Rotten Tomatoes Plot: Two-time Academy Award-winner Emma Thompson and fellow double Oscar-winner Tom Hanks topline Disney's "Saving Mr. Banks," inspired by the extraordinary, untold backstory of how Disney's classic "Mary Poppins" made it to the screen. When Walt Disney's daughters begged him to make a movie of their favorite book, P.L. Travers' "Mary Poppins," he made them a promise-one that he didn't realize would take 20 years to keep. In his quest to obtain the rights, Walt comes up against a curmudgeonly, uncompromising writer who has absolutely no intention of letting her beloved magical nanny get mauled by the Hollywood machine. But, as the books stop selling and money grows short, Travers reluctantly agrees to go to Los Angeles to hear Disney's plans for the adaptation. For those two short weeks in 1961, Walt Disney pulls out all the stops. Armed with imaginative storyboards and chirpy songs from the talented Sherman brothers, Walt launches an all-out onslaught on P.L. Travers, but the prickly author doesn't budge. He soon begins to watch helplessly as Travers becomes increasingly immovable and the rights begin to move further away from his grasp. It is only when he reaches into his own childhood that Walt discovers the truth about the ghosts that haunt her, and together they set Mary Poppins free to ultimately make one of the most endearing films in cinematic history. Inspired by true events, "Saving Mr. Banks" is the extraordinary, untold story of how Disney's classic "Mary Poppins" made it to the screen-and the testy relationship that the legendary Walt Disney had with author P.L. Travers that almost derailed it.

What’s Best: Thompson and Hanks play the dickens out of their respective characters... no surprise to folks like me, who place them near (or at) the top of the actor ranks. Thompson's part allows for near-devilish execution; while Hanks channels all that's good with the Disney co-founder (minus the chain-smoking.) Farrell is equally delightful as the lone bit of energy in the film's half that deals with Travers' childhood. Outside of that...
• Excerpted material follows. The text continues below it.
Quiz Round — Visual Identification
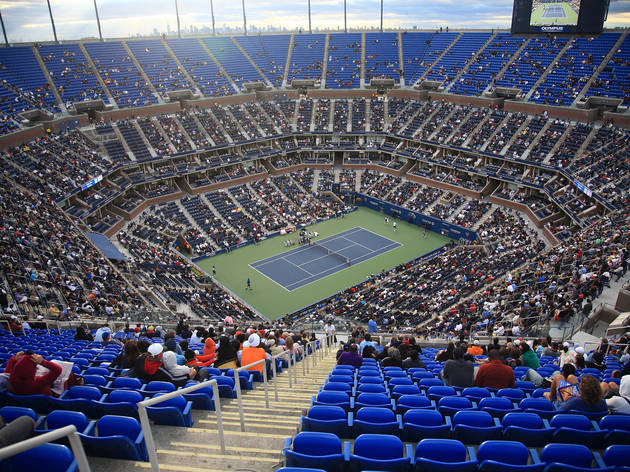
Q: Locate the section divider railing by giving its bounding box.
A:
[0,424,90,472]
[138,380,225,472]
What’s Not: Gee wiz, is it worth more than an hour and a half of misery & despair to capture a few moments of bliss? I don't think so; and I'm the one who had to sit and watch it (125 minutes total.) Take the following moments of levity (in no particular order.)
1. Travers addresses the mother of a baby, before takeoff, 'Will the child be a nuisance?' before whispering to herself, 'I hope we crash.' Nice.
2. Travers' first impression of beautiful Los Angeles? 'It smells like chlorine and sweat.' She then proceeds to annoy everyone she comes in contact with.
3. "No pears!" Travers discovers pears in her fruit basket, and proceeds to launch them out the hotel window onto the pool below. Good thing, I wasn't swimming.
4. A young Travers tries to cheer her father up with poetry, earning the following critique, 'It's hardly Yates, is it?' To be fair, it made me laugh (I was the only one.)
5. Good luck explaining an attempted suicide (drowning) by Travers' mother to your kids. Well kids, sometimes Mommies need a break...
6. Better watch out, or you'll get the buckle end of daddy's belt. Joy.
7. How cool is it to have your dad point you out at the town fair, by saying, 'Give her a drink... er, give her a hand.' If only he could top that by passing out drunk, and falling off stage in front of everyone she knows.

Best Line: A defiant Travers tells her agent, 'He's very welcome to every penny I don't possess,' while expressing a reluctance to deal with Mr. Disney. There's not much to laugh at; but Travers' reaction to a hotel room filled with stuffed Disney dolls is priceless, 'How old do they think I am?'

Overall: I barely remember Mary Poppins; and what little I do, failed to impress me as a kid. That said, biopics like Saving Mr. Banks usually appeal to me. Trouble is, it's downright depressing with only glimpses of semi-happiness, breaking through the clouds of a most stubborn author who insists on having things her own way, 'This is my film, and I will have it my way.' It's not like she's the only kid who had a tough time growing up: It certainly doesn't entitle her to be a bitch 40+ years later. Stranger still, the real P.L. Travers is said to have hated it (the 1964 film, specifically the process) and refused to work with Disney again. I wonder if that's in this movie.

If you plan on bringing your kids to see this, beware... it's a downer.